Yea for you!! No more junk! And no more pressure to GIVE gifts to other children on your child's birthday. It's weird!
My advice if you really feel the need/desire to donate something -- as someone else suggested, ask the teacher what she wants. My daughter's 1st grade teacher was dying for Legos for indoor recesses but couldn't afford to buy them herself.
Now for my 2 cents which you did NOT ask for and should probably ignore unless you're bored or just too curious...
We have birthday parties at home to which we (discreetly) invite our children's close friends and we do send them home with something they made at the party or something from the party (but even then I avoid the party favor junk), but I don't send 26 gifts to my kids' classmates at school. Last year several children in my daughter's class told her she was selfish for not bringing them gifts on her birthday! Arrrgh! But I refuse to cave to the pressure. My kids get the junk from the other kids at school, show it to me in the car like it's a great, valuable, awesome treasure, and then throw it in a drawer with all the others, never to be seen again until the great spring cleaning when they throw it away.

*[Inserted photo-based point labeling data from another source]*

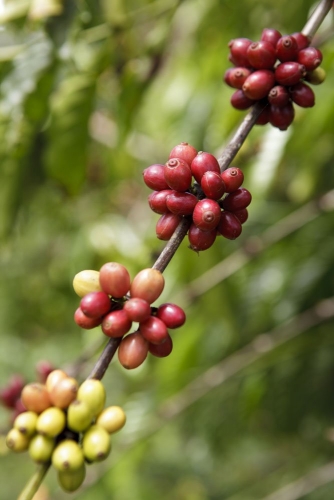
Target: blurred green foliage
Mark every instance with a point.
(91, 93)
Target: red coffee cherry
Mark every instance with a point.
(184, 151)
(261, 55)
(310, 57)
(201, 240)
(229, 226)
(279, 96)
(302, 95)
(178, 174)
(240, 101)
(181, 203)
(238, 51)
(233, 178)
(154, 177)
(206, 214)
(287, 49)
(281, 117)
(237, 200)
(289, 73)
(258, 84)
(166, 226)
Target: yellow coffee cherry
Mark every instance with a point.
(112, 419)
(86, 281)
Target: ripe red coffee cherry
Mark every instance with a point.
(200, 240)
(154, 177)
(202, 163)
(132, 350)
(240, 101)
(95, 304)
(287, 49)
(310, 57)
(172, 315)
(184, 151)
(289, 73)
(206, 214)
(178, 174)
(302, 95)
(271, 36)
(181, 203)
(261, 55)
(281, 117)
(237, 200)
(157, 201)
(229, 226)
(238, 51)
(258, 84)
(233, 178)
(279, 96)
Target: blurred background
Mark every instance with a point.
(91, 93)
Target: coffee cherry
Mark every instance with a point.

And to the other responder about the food, yes, it's all about allergies. Numerous kids couldn't eat the fruit dip someone mentioned. There are so many foods kids are allergic to and so many birthdays. Imagine being the kid who doesn't get to eat the cupcake or the "whatever" birthday treat 26 times every year! There are two children in my son's class (including my son) who would not be able to eat the treat no matter WHAT it is. (Only MY son could eat some things with prior checking from me, but how could I possibly know in advance a parent was going to send in a treat? And odds are it won't be one he could eat anyway.)
And in the words of Forrest Gump, "That's all I got to say 'bout that."